From localhost to live
Shipping an AI app is mostly the same as shipping any web app, with three extra concerns: secrets you cannot afford to leak, costs that scale with usage, and external model calls that can be slow or fail. This guide covers how to handle each so your launch is reliable, affordable, and secure. The patterns apply whether you deploy a frontend on Vercel and a backend on Railway, or run everything on one platform.
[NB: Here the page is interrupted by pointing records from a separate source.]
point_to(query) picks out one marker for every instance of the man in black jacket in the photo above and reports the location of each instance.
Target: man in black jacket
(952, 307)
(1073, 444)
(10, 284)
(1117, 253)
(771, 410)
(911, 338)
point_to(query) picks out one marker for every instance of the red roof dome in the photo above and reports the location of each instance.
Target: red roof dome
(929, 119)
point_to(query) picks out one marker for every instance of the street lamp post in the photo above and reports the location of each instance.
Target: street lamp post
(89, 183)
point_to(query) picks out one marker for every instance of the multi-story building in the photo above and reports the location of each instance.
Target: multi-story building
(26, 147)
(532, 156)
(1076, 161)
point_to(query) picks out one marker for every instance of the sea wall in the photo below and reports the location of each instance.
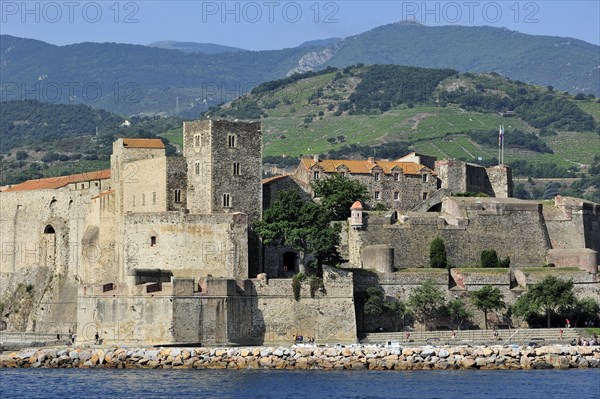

Secrets and environment configuration
Your model API key is the single most sensitive value in the app. Keep it in a
server-side environment variable on your host — Vercel project settings, Railway
variables, or your secrets manager — and never in client-side code, a public
bundle, or a committed .env. The browser should call your own backend route,
which holds the key and proxies the request to the provider. Separate keys per
environment (development, preview, production) so a leaked dev key never touches
production, and rotate keys on a schedule. A classic mistake is baking a
localhost URL or a key into the production bundle through a misnamed .env
file, so audit what actually ships to the client before launch.
Cost guardrails and rate limiting
AI calls cost money per token, so unbounded usage is a financial risk. Put rate
limiting on every public endpoint — per IP and per authenticated user — to stop
abuse and accidental loops. Cap max_tokens on every request so a single call
cannot generate an enormous, expensive response. Set a hard monthly spend limit
in the provider dashboard as a backstop. Log token usage per request and wire an
alert when daily spend exceeds a threshold, so you find a runaway before the bill
does. Prompt caching for large stable prefixes can cut both cost and latency
dramatically on repeat calls.
Reliability, logging, and zero-downtime deploys
External model calls fail sometimes. Wrap them in retries with exponential backoff, set request timeouts, and degrade gracefully with a clear message rather than a hung spinner. For critical features, configure a fallback model or provider. Move any work longer than a second or two behind a background queue so web requests stay fast and failures can be retried. Emit structured logs with a request id, the model, token counts, and latency — never raw user content or keys — so you can debug and attribute cost. Finally, lean on your platform’s zero-downtime deploys: it builds the new version, health-checks it, and switches traffic atomically, keeping in-flight streamed responses alive. Roll forward with small, frequent deploys and keep the previous version one click away for instant rollback.